No Brasil, durante muito tempo, alardeou-se o mito de que éramos uma sociedade sem racismo, onde negros e brancos viviam em harmonia. Pura mentira. Vivemos em harmonia? Depende do ponto de vista. Se harmonia significar – de maneira especial nos grandes centros urbanos -, brancos ricos fechados em condomínios e negros pobres aquartelados em favelas, assim como negro receber tratamento “diferenciado” por parte das autoridades, independentemente de sua condição social, a resposta poderia ser positiva.

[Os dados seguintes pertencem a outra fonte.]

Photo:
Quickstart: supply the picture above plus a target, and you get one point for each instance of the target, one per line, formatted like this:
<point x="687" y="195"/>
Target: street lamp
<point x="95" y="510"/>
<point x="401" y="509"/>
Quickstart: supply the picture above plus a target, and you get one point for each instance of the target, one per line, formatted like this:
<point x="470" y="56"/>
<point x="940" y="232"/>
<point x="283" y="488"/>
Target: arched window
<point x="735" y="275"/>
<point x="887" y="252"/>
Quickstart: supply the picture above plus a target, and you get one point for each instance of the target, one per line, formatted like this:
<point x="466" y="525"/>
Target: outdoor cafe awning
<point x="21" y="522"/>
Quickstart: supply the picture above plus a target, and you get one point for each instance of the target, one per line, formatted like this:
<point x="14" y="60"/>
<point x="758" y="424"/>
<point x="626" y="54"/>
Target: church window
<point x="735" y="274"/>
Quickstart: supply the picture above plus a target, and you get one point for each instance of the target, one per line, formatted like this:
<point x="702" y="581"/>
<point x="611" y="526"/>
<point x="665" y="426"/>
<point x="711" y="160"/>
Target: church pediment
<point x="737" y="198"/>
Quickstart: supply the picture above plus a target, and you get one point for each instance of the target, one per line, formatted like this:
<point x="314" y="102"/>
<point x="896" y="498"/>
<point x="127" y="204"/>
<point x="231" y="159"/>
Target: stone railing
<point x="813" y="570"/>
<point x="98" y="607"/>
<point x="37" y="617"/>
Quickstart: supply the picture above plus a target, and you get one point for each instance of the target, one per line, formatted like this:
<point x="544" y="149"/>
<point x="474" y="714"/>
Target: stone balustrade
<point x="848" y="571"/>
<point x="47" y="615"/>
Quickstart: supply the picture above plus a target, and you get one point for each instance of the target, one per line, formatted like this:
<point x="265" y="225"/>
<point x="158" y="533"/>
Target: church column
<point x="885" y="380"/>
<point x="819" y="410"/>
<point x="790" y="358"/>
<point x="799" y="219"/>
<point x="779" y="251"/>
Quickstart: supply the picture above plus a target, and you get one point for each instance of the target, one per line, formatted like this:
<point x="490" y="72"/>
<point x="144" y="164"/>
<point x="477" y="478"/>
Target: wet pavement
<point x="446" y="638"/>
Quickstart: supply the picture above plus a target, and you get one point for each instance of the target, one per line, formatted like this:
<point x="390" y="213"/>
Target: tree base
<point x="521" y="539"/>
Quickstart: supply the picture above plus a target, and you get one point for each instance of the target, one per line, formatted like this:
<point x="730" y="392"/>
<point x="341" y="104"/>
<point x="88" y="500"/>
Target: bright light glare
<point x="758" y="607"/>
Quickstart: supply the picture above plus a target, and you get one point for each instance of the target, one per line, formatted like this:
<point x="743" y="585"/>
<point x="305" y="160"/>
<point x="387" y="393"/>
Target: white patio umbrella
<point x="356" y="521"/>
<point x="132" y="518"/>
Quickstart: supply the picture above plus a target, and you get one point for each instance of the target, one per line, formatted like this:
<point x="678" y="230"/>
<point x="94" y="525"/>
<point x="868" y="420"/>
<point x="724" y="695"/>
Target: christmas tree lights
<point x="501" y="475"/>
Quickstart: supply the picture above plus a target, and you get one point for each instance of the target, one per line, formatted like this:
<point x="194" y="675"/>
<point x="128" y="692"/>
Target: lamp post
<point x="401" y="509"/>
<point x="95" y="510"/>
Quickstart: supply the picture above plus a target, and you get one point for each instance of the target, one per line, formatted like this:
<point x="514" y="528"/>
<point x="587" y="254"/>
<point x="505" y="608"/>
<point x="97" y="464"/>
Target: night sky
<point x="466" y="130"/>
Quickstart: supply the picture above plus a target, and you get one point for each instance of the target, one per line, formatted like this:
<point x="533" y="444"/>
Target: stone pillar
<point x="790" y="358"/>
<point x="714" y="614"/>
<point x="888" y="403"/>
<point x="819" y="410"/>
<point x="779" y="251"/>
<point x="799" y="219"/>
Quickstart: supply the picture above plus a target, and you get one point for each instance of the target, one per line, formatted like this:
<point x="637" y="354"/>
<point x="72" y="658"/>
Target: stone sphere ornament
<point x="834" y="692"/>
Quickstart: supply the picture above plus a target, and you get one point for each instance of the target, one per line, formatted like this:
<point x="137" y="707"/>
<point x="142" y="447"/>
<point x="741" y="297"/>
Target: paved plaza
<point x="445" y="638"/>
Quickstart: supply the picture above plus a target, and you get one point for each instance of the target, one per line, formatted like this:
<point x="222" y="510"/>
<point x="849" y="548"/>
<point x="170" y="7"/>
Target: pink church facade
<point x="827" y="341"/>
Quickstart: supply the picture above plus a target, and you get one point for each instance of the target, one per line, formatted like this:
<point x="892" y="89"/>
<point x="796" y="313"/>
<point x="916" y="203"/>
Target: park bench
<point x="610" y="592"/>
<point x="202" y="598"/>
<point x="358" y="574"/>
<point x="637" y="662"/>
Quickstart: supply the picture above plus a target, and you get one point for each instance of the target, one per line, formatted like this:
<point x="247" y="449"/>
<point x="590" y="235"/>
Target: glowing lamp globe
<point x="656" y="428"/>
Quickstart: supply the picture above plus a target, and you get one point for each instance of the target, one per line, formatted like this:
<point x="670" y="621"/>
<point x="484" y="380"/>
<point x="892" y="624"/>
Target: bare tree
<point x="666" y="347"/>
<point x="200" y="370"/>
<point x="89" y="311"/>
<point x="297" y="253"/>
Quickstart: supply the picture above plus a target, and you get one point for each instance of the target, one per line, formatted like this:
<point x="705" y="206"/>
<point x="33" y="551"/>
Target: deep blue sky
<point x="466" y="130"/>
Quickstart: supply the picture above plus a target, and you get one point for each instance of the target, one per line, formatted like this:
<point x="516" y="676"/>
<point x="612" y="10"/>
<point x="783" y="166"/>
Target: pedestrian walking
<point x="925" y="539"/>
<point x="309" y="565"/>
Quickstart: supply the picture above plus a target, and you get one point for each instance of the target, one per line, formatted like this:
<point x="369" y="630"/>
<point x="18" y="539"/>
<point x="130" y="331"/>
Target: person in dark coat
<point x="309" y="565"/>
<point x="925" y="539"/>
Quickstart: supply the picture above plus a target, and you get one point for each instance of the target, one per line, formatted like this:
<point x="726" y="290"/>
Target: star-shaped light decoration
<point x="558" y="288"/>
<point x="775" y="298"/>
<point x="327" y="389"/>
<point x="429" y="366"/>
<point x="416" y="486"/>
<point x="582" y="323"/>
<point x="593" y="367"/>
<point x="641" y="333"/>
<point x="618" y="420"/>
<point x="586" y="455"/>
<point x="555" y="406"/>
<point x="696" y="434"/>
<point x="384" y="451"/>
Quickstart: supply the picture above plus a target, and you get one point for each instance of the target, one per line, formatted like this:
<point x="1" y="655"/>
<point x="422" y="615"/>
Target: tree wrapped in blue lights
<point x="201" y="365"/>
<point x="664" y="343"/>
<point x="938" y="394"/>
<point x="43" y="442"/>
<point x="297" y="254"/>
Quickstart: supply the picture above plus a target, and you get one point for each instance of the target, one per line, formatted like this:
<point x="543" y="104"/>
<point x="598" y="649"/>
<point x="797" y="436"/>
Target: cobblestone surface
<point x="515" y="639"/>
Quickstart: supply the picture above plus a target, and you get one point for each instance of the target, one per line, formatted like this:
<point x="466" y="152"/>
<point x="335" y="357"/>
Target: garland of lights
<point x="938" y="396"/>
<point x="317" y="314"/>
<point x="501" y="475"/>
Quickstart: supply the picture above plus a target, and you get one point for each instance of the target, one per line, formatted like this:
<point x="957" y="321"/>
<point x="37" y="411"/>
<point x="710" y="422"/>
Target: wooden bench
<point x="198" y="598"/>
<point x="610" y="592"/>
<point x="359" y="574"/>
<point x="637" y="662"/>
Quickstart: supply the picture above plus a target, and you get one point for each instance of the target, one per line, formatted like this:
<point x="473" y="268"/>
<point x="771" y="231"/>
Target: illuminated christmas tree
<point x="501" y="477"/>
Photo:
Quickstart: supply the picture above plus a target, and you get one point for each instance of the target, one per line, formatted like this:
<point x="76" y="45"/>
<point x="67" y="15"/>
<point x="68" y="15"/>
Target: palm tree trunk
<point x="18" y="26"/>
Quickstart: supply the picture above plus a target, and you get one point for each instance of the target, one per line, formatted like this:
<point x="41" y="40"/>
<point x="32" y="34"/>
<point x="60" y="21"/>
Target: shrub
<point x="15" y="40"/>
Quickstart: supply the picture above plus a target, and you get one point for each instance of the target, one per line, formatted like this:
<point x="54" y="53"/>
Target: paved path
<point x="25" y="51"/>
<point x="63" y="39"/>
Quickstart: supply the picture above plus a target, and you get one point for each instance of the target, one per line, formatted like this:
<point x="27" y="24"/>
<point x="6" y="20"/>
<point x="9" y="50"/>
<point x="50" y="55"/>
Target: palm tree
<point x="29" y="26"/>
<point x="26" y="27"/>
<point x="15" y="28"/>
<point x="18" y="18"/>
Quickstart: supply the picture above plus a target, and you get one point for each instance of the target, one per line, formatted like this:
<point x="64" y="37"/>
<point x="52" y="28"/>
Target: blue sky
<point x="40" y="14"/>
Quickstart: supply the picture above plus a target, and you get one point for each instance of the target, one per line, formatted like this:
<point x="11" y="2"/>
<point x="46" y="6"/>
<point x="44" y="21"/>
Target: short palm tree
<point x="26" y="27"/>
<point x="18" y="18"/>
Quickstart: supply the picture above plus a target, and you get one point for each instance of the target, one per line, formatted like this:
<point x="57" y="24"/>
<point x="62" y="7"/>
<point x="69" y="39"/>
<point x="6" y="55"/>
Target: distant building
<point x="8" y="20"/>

O racismo à brasileira é disfarçado sim. Eufemisticamente oculto em símbolos e atos – pouco perceptíveis -, aos mais desatentos. Talvez, por esta razão, seja mais difícil de extirpar. Como toda verdade que insistimos em ocultar, o racismo segue atenuado, protegido por óculos de lentes coloridas, que teimamos em usar, e que nos impedem de enxergar a realidade… Isso é hipocrisia!
A maioria dos presidiários é negra. A maioria dos pobres é negra. A maioria dos subempregados é negra. A maioria dos negros não tem acesso à boa educação. A maioria dos negros não tem emprego digno. A maioria dos crimes de assalto é praticada por negros. Na maioria dos altos empregos não há negros. Na maioria dos cargos públicos não há negros. Na maioria das casas do Legislativo ou nos Tribunais, quase não há negros. A maioria dos negros ocupa os empregos menos qualificados e de menor salário do setor produtivo.
Há algo errado se consideramos que negros e pardos (outro eufemismo demográfico) são a maioria da população brasileira…
Onde dormem as “pessoas marrons”? A maioria dorme em casebres, nas periferias, aonde chegam após horas de aperto em ônibus ou trens lotados, onde encontram seus filhos, também “marrons” mal cuidados, sem terem ido à escola, sem terem tido uma alimentação adequada, muitos entregues à própria sorte, cuidando uns dos outros durante o dia, pois não há creches suficientes.
Mas esse problema é tão complexo que é impossível tratá-lo adequadamente nessas poucas linhas que escrevo.
O fato é que a hipocrisia racial brasileira, que impede que se enfrente adequada, consciente e corajosamente o problema, levou ao óbvio: à explosão da violência social.
A solução adotada? A proliferação das Alphavilles Brasil afora. A blindagem de automóveis, a fuga para Miami.
Essa violência que obriga a classe média branca a se aquartelar produz crianças como aquela do artigo, com informação deturpada da realidade e, por conseguinte são mal formada. Crianças que nunca andaram na rua, que veem a vida pela janela de um carro blindado, que só têm contato com negros que lhes servem e que, no futuro, diante dessa falsa realidade que as cerca, tenderão a achar que essa situação é normal e que essa é mesmo a natureza das coisas, o status quo a ser mantido…
E assim, continuaremos, até sabe-se lá quando.
No Brasil, ainda não temos loucos (graças a Deus!) como o rapaz de Charleston, na Carolina do Sul (EUA), que atirou e matou nove negros. Mas temos outras formas mais sutis de extravasar nosso racismo, condenando os brasileiros negros a uma vida de pobreza e de subserviência.
Pessoas criam seus filhos segregados, entre os que lhes são “iguais”. Os Condomínios os protegem. Blindam carros. Porém, a realidade insiste em se mostrar e, de vez em quando, as obrigam a encará-la, tristemente, sob a forma de uma tragédia, que lhes subtrai a vida.
Nesse Brasil, tão desigual e tão socialmente doente, ainda estamos longe da utopia de Luther King de que um dia todos seriam tratados e julgados não pela cor de sua pele, mas sim, pelo conteúdo de seu caráter!
Eugênio Maria Gomes é professor e escritor. Membro das Academias de Letras de Caratinga e Teófilo Otoni e do Núcleo de Escritores e Artistas de Buenos Aires.